Of the original cycle of 11 pictures, the following survive, either whole or as fragments:
- The Miracle of the Talking Corpse and The Conversion of Bruno. Four fragments, Wallraf-Richartz Museum, Cologne, WRM 0155 A-D
- Oath of Fidelity by Bruno's Companions and Visit to the Hermit. Two fragments, Hessisches Landesmuseum Darmstadt, GK 28A and GK 28B
- Saint Bruno and Saint Hugo Take the Habit. Musée du Louvre, Paris, M.N.R.972
- Confirmation of the Carthusian Order by the Pope and two other fragments. Formerly in the Virnich collection, Bonn; now lost
- The Miracle of the Partridges. Formerly in the Schlesisches Museum für Kunstgewerbe und Altertümer, Breslau (Wrocław); now lost

=== Donors ===
Each panel of the cycle was the gift of an important dignitary, and bears the name and arms of its donor, represented kneeling at prayer. Besides the Emperor Frederick III and his son Maximilian, at that time King of the Romans, there are also Philip the Handsome, duke of Burgundy and son of Maximilian; Charles VIII, king of France; Casimir IV Jagiellon, king of Poland; the Archbishop of Cologne; the Archbishop of Trier; the Elector Palatine; the Elector of Saxony; the Duke of Jülich; and the Duke of Cleves.

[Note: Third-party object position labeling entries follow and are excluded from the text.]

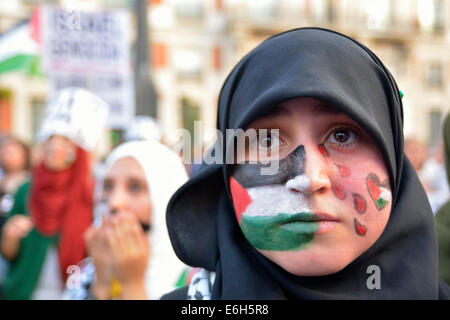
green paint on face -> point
(381, 203)
(282, 232)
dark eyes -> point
(269, 140)
(342, 136)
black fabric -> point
(333, 68)
(178, 294)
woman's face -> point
(59, 153)
(13, 156)
(125, 189)
(330, 199)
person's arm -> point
(17, 226)
(15, 229)
(131, 251)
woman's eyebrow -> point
(277, 113)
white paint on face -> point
(275, 199)
(299, 183)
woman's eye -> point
(342, 136)
(107, 186)
(269, 141)
(135, 187)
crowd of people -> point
(345, 197)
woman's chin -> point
(308, 264)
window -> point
(37, 113)
(435, 127)
(435, 75)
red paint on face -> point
(374, 190)
(360, 229)
(323, 150)
(339, 192)
(344, 171)
(360, 203)
(241, 198)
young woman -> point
(130, 252)
(343, 217)
(15, 164)
(43, 234)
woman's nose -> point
(117, 201)
(316, 174)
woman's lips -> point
(302, 223)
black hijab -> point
(333, 68)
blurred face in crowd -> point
(13, 156)
(330, 199)
(125, 189)
(59, 153)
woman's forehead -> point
(126, 166)
(287, 109)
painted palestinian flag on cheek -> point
(379, 192)
(271, 217)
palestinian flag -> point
(19, 48)
(271, 218)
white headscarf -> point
(164, 173)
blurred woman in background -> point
(43, 234)
(131, 256)
(15, 165)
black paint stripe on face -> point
(249, 174)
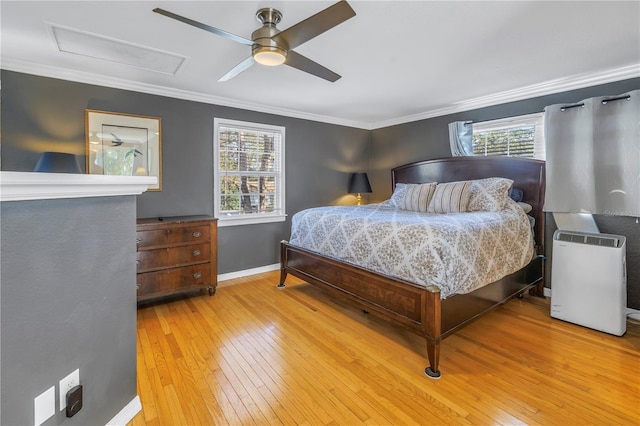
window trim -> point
(256, 218)
(535, 119)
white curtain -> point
(461, 138)
(593, 156)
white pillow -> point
(397, 198)
(451, 197)
(489, 194)
(418, 196)
(526, 207)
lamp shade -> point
(57, 162)
(359, 183)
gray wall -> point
(427, 139)
(40, 114)
(68, 302)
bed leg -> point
(283, 262)
(283, 276)
(433, 352)
(432, 323)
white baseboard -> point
(127, 413)
(633, 314)
(247, 272)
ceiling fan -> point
(270, 46)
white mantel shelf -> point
(22, 186)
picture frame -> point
(123, 145)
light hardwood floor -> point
(253, 354)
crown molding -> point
(564, 84)
(26, 67)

The list of donors demonstrates the importance of the monastery. The cycle was probably completed around the time of the coronation ceremonies of Maximilian as King of the Romans in 1486, and it has been speculated that the reason for the choice of canvas as a support was for ease of moving and displaying the paintings in different locations. Also, this cycle constitutes the first set of paintings of such monumental dimensions produced in Cologne. It is plausible that this work inspired other cycles of saints' lives in Cologne, particularly that created by the Master of the Legend of Saint Ursula.

== Other works ==
Nicole Reynaud attributes to the same Master the following works:
- a triptych Mass of Saint Gregory at Bamberg;
- two wings with Saint Catherine and Saint Barbara on one and Saint Martin and Saint Anthony on the other, at Darmstadt;
- an Annunciation painted on the reverse of the wings added in about 1490, to the Deposition by the Master of the Life of the Virgin, in the Wallraf-Richartz Museum, Cologne (WRM 137–138).